Monday, 6 September 2010

EPiServer: Proximity Searching with EasySearch

A requirement which recently cropped up was for Property (as in house, flat, etc) searching through both attributes (e.g. number of bedrooms) and proximity (e.g. within 5 miles of some location). I’ll call ‘Properties’ ‘Assets from now on to avoid confusion.

For the attribute – or facet – search functionality we opted for a product called EasySearch. EasySearch - developed by NetworkedPlanet - is a great piece of software built on top of Lucene which ships natively with EPiServer.
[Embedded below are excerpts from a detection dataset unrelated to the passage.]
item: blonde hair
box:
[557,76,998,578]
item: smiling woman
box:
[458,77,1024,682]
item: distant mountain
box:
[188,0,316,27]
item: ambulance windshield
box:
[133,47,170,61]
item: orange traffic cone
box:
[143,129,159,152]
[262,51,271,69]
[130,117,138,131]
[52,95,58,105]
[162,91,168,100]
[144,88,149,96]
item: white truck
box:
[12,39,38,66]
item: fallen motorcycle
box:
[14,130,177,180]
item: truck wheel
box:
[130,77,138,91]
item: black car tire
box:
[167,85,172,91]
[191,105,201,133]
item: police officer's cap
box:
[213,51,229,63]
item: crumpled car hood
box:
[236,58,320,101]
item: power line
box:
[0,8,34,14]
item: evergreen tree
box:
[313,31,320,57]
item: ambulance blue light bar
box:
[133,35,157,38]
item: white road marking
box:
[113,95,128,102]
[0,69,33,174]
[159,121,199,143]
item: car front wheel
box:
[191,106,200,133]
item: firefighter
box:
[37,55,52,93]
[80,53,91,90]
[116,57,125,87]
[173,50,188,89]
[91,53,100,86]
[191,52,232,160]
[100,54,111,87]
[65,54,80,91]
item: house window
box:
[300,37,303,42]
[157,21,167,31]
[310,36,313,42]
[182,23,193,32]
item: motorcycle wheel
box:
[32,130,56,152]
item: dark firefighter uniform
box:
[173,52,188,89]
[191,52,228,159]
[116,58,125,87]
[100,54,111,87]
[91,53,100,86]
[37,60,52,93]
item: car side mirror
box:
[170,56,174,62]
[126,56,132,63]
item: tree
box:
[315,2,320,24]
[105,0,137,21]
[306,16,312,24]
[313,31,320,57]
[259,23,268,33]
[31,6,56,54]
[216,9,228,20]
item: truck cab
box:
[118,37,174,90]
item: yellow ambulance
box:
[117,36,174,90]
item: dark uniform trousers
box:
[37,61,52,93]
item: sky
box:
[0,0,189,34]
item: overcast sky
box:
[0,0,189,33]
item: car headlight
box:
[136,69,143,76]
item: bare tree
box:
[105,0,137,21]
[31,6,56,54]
EasySearch provides tools to index EPiServer Content (Page Types and Files), web and user controls to search, view and narrow search results with selected facets, and administration tools to view and control the search index.

This was great for all aspects of our search requirements apart from proximity searching.

(The latest version of Lucene and Lucene.NET does support proximity searching. Unfortunately EasySearch is dependent on an older version of Lucene that ships with EPiServer which doesn’t have this functionality out of the box. Drat.)

I didn’t want to go down the road of a mixed discipline search implementation: for example, using SQL Spatial search and Lucene together. [ Insert Ghostbusters reference here ] I wanted one search interface so I did what any good coder does – hunt around the web and stitch together a solution from proverbial hacked off limbs.

Before I parade my Frankenstein, this was the approach:
  1. Store the Asset data in EPiServer Page Types with Longitude and Latitude fields.
  2. Tell Lucene to index the Longitude and Latitude.
  3. When a proximity search is made, calculate a rectangular region and perform a Lucene range query to find locations within that region.
  4. Once these locations have been extracted, do some maths to determine if the location falls outside of the circular perimeter and eliminate the edge cases.
  5. Sort the data from closest to furtherest.
Step 1: Storing the Data
I used Joel Abrahamsson's Page Type Builder to create the Asset Page Types with Longitude and Latitude Properties. These fields can then be easy indexed and searched for with EasySearch. There is a gotcha however, when it comes to numerical range searches– for example Longitude and Latitude in decimal format. Since Lucene is a text based search engine it doesn’t play well with numbers.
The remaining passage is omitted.